Would You Spend Tens Of Thousands Of Dollars On Your New Coworkers?

The NFL’s tradition of “rookie dinners” sounds kind of like hazing.

The New York Times' Priya Krishna wrote recently about a decades-old ritual in the NFL in which rookie players have to pick up the tab on an expensive meal for their teammates. All of them. While some see it as a fun little tradition, others consider it a form of hazing that exploits new recruits.

In 2014, Philadelphia Eagles player Lane Johnson tweeted a photo of his bill from his "rookie dinner," which hovered around $20,000. This isn't even on the higher end—bills can reportedly get into the $50,000 range.

In June, former NFL player Torrey Smith tweeted that rookie dinners were unnecessary and put undue pressure on new players to be financially irresponsible. It's especially unsettling considering that the average career in the NFL is short—just three years—and players aren't guaranteed a contract.

The meal's defenders say that the rookie dinner isn't the thing that's going to make an NFL player go broke, but rather their other financial choices, like buying multiple houses or cars. Either way, it doesn't seem like the league is going to do anything to put a stop to the tradition, since there's a laundry list of other things the public is mad at the NFL about (brain injuries, Roger Goodell as a concept, etc.).

Reading through defenses of the rookie dinner, it seems like many are coming from the perspective of, "Well, I had to do it, so everyone else has to, and it's FUN, right? It's fun!" Rookie dinner defenders and anti-student-debt-cancellation crusaders should kiss.

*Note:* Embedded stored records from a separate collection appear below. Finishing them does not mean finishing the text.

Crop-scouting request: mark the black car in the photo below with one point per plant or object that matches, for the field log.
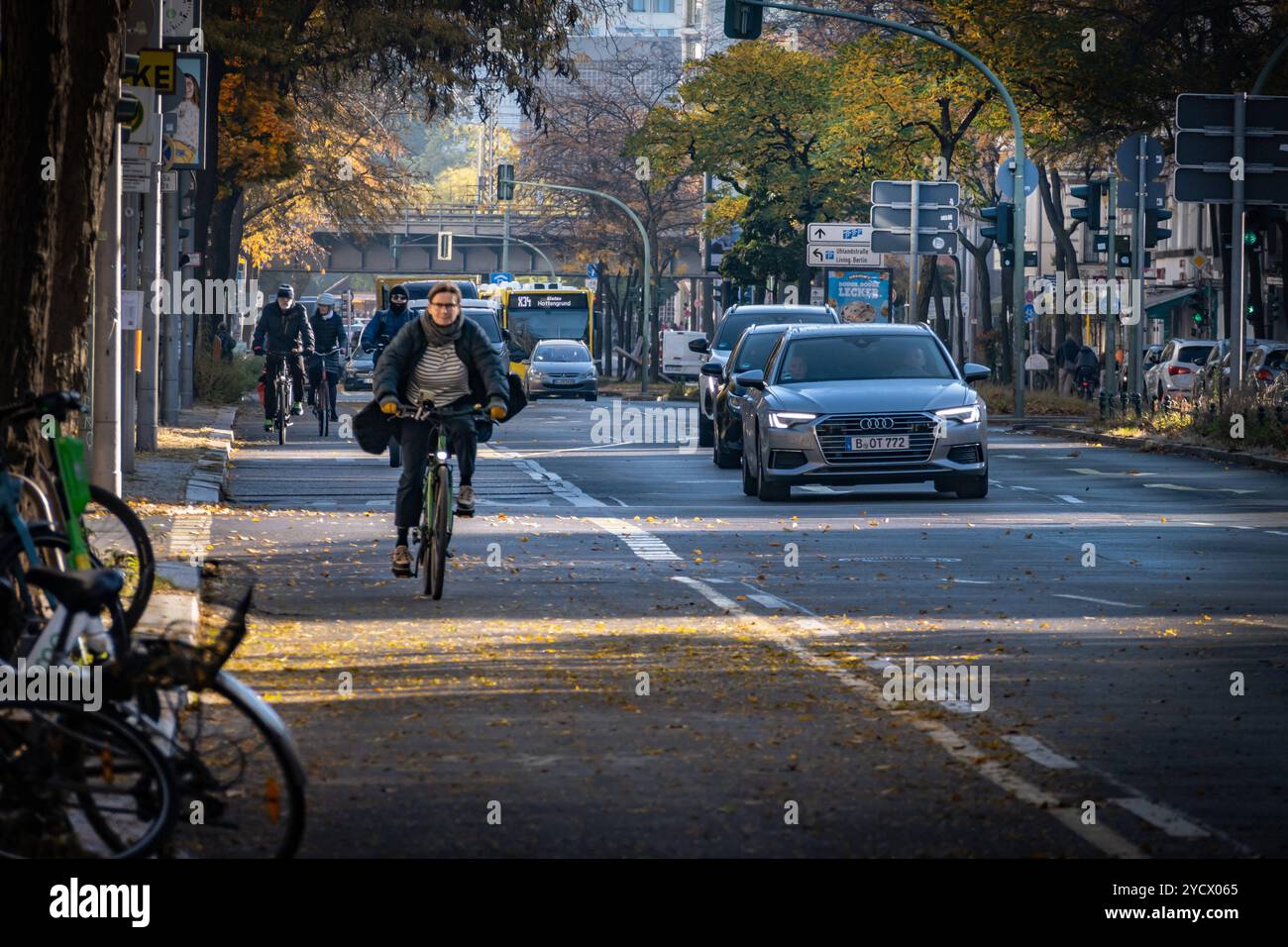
(730, 328)
(751, 354)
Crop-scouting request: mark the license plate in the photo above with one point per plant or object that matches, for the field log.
(880, 442)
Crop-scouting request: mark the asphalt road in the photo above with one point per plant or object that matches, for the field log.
(765, 633)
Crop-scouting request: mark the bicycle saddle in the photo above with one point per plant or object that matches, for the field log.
(84, 590)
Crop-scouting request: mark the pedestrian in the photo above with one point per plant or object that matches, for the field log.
(1068, 363)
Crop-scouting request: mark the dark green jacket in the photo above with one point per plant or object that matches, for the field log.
(487, 373)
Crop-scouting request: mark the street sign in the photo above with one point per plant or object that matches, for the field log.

Here are some alternative ideas for NFL team bonding: laser tag; a group cooking class; a field day where you do that thing where everyone jumps around in a huge sack (sack race? Is this just from movies? Will someone do this with me?); a sleepover where everyone swears that whatever you say during Never Have I Ever is gonna stay in the room even though it obviously won't; lunch at, like, Panera?